Abstract
We argue two major difficulties in current discourses of citizenship education. The first is a relative masking of student discourses of citizenship by positioning students as lacking citizenship and as outside the community that acts. The second is in failing to understand the discursive and material support for citizenship activity. We, thus, argue that it is not a lack of citizenship that education research might address, but identification and exploration of the different forms of citizenship that students already engage in. We offer a fragmentary, poststructuralist theorization oriented to explore the ‘contemporary limits of the necessary’, drawing on specific resources from the work of Michel Foucault and others for the constitution of local, partial accounts of citizenship discourses and activities, and exploration of their possibilities and constraints. We argue this as a significant tactic of theorization in support of an opening of discourses of citizenship and in avoiding the discursive difficulties that we have identified. Our theorization, then, is significant in its potential to unsettle discourses that confine contemporary thought regarding citizenship education and support exploration of what might be excessive to that confinement.
Notes
1. Nelson and Kerr (Citation2006) carried out an international review of active citizenship policy definitions and orientations in curriculum and assessment frameworks in internet archive (INCA) countries: Australia, Canada, England, Hungary, Italy, Japan, the Netherlands, New Zealand, Northern Ireland, the Republic of Ireland, Scotland, Singapore, Spain, the USA and Wales. Data on active citizenship was gathered through questionnaire and through discussions at an international seminar in 2006.

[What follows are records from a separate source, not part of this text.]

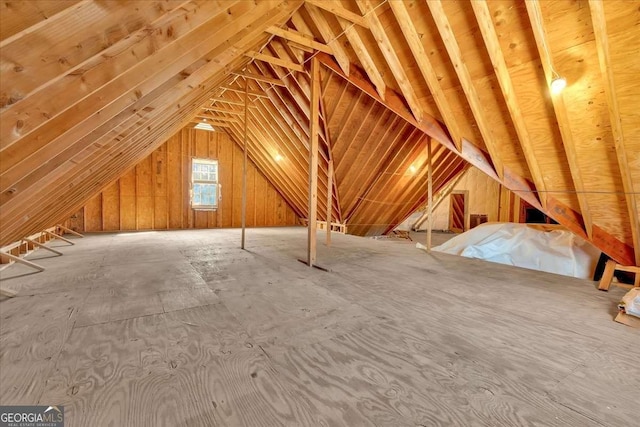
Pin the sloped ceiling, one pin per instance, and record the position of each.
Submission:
(89, 88)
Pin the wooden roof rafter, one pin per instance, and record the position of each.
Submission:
(389, 53)
(537, 26)
(604, 58)
(490, 36)
(426, 68)
(455, 54)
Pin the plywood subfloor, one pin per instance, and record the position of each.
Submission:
(185, 329)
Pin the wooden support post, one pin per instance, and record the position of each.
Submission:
(313, 162)
(56, 236)
(70, 231)
(22, 261)
(244, 163)
(329, 200)
(40, 245)
(429, 193)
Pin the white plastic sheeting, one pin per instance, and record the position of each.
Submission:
(631, 302)
(555, 250)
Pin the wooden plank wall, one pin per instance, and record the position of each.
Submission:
(154, 195)
(484, 198)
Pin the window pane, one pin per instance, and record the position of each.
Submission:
(204, 175)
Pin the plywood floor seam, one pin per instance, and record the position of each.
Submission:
(185, 329)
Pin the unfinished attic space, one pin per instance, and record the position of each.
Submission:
(320, 212)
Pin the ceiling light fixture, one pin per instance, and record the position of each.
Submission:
(557, 83)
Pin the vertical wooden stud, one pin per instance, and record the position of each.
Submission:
(329, 200)
(244, 164)
(429, 193)
(313, 162)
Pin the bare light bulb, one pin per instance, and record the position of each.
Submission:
(558, 84)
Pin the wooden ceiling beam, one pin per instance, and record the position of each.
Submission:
(123, 146)
(44, 54)
(49, 136)
(365, 58)
(336, 9)
(299, 38)
(275, 61)
(264, 79)
(339, 52)
(16, 18)
(426, 68)
(602, 43)
(490, 37)
(389, 53)
(406, 132)
(221, 118)
(228, 101)
(284, 181)
(192, 84)
(455, 55)
(251, 92)
(113, 74)
(222, 110)
(214, 124)
(542, 42)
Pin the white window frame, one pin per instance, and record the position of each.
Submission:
(216, 183)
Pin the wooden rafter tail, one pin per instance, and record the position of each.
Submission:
(537, 25)
(602, 44)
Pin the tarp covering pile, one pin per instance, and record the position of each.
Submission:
(539, 247)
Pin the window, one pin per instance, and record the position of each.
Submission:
(204, 184)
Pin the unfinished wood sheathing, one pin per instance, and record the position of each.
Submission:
(165, 192)
(57, 152)
(176, 98)
(588, 114)
(17, 16)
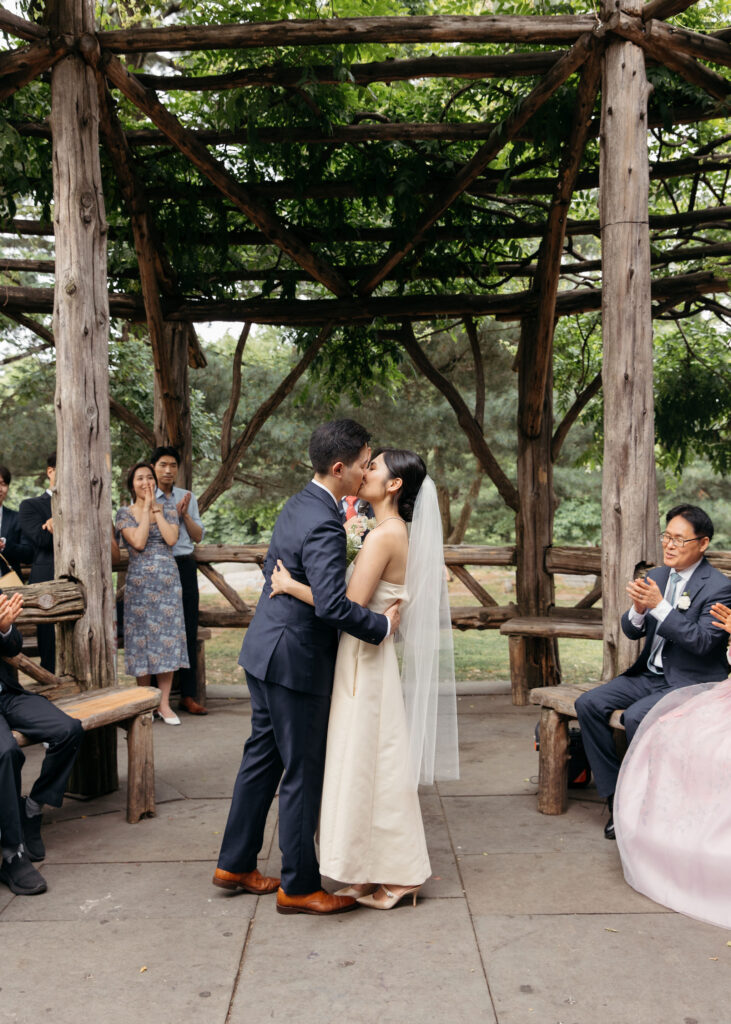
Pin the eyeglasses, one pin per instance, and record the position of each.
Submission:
(677, 542)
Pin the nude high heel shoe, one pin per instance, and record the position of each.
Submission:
(391, 898)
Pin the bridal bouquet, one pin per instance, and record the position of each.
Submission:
(355, 530)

2. Given the salience of paid work to contemporary characterizations of citizenship, the group was stratified according to ‘insider’ and ‘outsider’ status as a proxy for social class. ‘Insiders’ conformed with a stereotypical model of the ‘successful’ young person as on the route through ‘A’ levels and university and into graduate-type employment; ‘outsiders’ fell well outside it, with few or no qualification and a record of unemployment for most of the time since leaving school’ (Lister et al. 2003, 236).